Schon wieder ein Quartal mit Millionenverlusten und keine Aussicht auf rasche Besserung. Amazon droht die bisherige Geduld der Börse zu sehr zu strapazieren. Hat das Unternehmen – etwa mit seinem neuen Smartphone Fire – zu viele Baustellen?

Stadtentwicklung & Infrastruktur: Andreas Geldner (age)

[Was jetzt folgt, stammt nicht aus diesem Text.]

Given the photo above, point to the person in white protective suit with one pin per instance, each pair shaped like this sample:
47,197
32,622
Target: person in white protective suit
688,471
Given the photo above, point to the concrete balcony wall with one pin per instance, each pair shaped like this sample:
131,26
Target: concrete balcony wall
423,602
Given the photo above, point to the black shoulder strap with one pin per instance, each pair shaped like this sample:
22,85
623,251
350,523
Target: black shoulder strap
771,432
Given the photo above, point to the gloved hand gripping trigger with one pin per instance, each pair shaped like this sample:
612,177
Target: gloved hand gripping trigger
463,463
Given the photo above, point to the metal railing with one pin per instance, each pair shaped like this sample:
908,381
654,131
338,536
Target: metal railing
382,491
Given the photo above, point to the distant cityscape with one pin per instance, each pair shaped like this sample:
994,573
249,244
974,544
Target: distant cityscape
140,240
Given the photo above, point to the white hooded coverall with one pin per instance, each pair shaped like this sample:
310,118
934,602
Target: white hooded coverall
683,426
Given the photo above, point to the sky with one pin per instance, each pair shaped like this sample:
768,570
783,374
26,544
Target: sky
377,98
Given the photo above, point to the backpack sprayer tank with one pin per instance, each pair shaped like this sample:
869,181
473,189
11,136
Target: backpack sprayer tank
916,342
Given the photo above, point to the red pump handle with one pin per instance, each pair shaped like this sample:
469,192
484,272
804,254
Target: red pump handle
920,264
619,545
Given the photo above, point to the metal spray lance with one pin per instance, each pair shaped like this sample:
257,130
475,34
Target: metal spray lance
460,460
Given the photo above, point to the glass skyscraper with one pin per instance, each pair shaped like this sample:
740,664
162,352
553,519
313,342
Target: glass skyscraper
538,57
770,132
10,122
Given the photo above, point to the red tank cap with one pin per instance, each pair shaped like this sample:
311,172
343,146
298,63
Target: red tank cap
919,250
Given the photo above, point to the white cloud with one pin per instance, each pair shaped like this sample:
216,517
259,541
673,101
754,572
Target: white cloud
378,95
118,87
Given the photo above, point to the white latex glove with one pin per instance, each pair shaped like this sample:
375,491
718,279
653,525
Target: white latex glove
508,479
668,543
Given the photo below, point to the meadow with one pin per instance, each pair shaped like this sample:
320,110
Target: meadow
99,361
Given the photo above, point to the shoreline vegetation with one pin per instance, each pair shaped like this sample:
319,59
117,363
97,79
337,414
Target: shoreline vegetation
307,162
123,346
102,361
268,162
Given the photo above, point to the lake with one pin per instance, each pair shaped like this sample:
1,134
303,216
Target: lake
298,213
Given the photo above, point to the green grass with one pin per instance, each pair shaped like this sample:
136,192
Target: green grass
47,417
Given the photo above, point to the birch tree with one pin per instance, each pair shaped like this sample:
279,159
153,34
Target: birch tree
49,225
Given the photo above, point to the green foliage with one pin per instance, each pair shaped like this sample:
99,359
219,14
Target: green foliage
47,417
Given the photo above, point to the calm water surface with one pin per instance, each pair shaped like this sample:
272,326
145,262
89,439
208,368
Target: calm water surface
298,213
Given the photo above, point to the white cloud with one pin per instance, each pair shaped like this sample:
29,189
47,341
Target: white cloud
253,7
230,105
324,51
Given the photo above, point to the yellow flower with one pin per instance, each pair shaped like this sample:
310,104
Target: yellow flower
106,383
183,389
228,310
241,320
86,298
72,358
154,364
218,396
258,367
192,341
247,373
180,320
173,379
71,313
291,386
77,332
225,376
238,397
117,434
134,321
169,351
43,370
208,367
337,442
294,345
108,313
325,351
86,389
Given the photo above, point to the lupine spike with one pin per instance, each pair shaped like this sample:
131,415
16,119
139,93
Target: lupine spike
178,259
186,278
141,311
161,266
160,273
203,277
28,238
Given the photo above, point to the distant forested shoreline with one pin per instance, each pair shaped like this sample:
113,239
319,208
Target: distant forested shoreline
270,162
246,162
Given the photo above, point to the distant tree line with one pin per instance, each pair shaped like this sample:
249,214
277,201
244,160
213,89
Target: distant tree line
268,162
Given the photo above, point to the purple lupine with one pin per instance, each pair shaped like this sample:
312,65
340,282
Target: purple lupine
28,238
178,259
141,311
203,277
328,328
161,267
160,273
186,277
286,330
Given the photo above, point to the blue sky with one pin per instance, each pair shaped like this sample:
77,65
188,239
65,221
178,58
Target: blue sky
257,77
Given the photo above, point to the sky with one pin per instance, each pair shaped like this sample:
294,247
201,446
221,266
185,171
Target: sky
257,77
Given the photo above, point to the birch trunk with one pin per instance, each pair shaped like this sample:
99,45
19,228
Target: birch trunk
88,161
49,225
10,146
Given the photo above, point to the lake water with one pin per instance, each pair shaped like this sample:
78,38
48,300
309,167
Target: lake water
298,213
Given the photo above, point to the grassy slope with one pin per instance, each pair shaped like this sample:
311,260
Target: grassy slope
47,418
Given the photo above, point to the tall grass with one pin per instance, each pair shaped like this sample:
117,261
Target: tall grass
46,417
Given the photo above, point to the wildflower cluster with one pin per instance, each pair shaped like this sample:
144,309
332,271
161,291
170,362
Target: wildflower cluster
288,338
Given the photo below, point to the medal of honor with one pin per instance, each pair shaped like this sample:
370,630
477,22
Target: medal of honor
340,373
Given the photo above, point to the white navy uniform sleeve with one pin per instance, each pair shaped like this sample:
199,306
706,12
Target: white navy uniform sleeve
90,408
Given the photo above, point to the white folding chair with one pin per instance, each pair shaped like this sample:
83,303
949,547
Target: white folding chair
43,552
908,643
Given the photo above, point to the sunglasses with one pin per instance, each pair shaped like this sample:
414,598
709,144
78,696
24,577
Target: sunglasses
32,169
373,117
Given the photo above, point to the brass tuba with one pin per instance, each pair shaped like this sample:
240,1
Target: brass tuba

Stuttgart - Eigentlich sollte dieser Freitag für den Online-Giganten Amazon den Startschuss zur Expansion auf einem neuen Markt markieren. Seit Freitag ist in den USA das im Juni vorgestellte erste Smartphone des Konzerns namens Fire auf dem Markt. Doch das Produkt, das mit innovativer Technik wie der Steuerung des Bildschirms per Kopfbewegung glänzen sollte, könnte nun zum Symbol dafür werden, dass Amazon sich zu übernehmen beginnt. Bisher hatten die Aktionäre gleichmütig zur Kenntnis genommen, dass wegen des hohen Wachstumstempos das Unternehmen in den dritten Quartalen regelmäßig in die roten Zahlen schlitterte.

 

Doch nun meldete der Online-Riese am Vorabend der Smartphone-Premiere schon für das normalerweise halbwegs ordentliche zweite Quartal ein Minus von 126 Millionen Dollar (94 Millionen Euro) – und das trotz eines gleichzeitigen Umsatzwachstums von 23 Prozent auf fast 20 Milliarden Dollar. Als Amazon dann ankündigte, dass wegen hoher Investitionen die Zahlen auch im traditionell schwächeren dritten Quartal noch deutlich schlechter sein werden und ein Verlust von mehr als 800 Millionen Dollar wahrscheinlich sei, gab das den Aktionären den Rest. Im dritten Quartal 2013 lag der Nettoverlust nur bei 41 Millionen Dollar. Die Aktie stürzte um mehr als zehn Prozent ab. Rechnerisch wurde damit der Gründer Jeff Bezos um drei Milliarden Dollar ärmer. „20 Milliarden Umsatz zu machen und gleichzeitig Geld zu verlieren, das ist schon eine reife Leistung“, kommentierte der US-Börsenanalyst Colin Gillis von BGC Partners.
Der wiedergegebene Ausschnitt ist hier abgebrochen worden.